A BENEFIT-CHEATING single mum is £64 a week better off – after officials ruled she was entitled to more than she was stealing.
Joanne Gibbons unlawfully claimed £3,140 in income support. She had continued taking the hand-out – aimed at those on a very low wage or no income at all – while variously working at a clothes shop and for an NHS Trust.
She was caught after a tip-off to the Department for Work and Pensions. But when officials reassessed her case, they found that she should have been claiming child benefits and tax credits of £130 a week.
That was £64 more than the £66 a week she was actually getting through her fraud.
Gibbons, 23, admitted failing to notify the DWP of a change in circumstances. She was given a 12-month community order with 80 hours of unpaid work and told to pay £100 costs.
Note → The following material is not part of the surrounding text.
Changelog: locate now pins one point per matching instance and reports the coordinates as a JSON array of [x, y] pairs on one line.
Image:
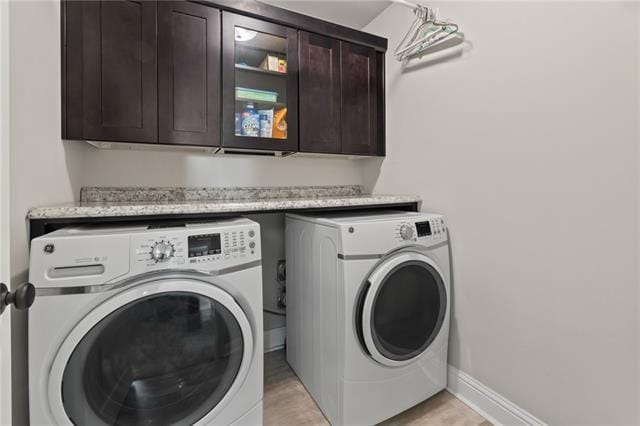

She does not have to repay any of the £3,140.
Julian Farley, defending, told Macclesfield magistrates court the situation was ‘ridiculous’.
He said: “This case is extraordinary and perhaps an indictment of the benefits system.
“The overpayment equates to £66 per week. After her benefits were adjusted Ms Gibbons was entitled to claim child benefits and tax credits of £130, which actually gave her £64 more than she was fraudulently claiming.
“She would have actually saved the government money if she had continued the fraud. It is the most ridiculous mitigation I have put forward in a court.”
Gibbons, of Berwick Close, Upton Priory, Macclesfield, had begun claiming income support legitimately in May 2010.
She then worked for the Cheshire East NHS Trust and the Strawberry Moon clothes shop in the town over the next two years without flagging up the change.
Susan Armstrong, chairwoman of the Bench, told Gibbons: “You fraudulently claimed benefits for a sustained period intentionally. “This is taking money from the public purse.”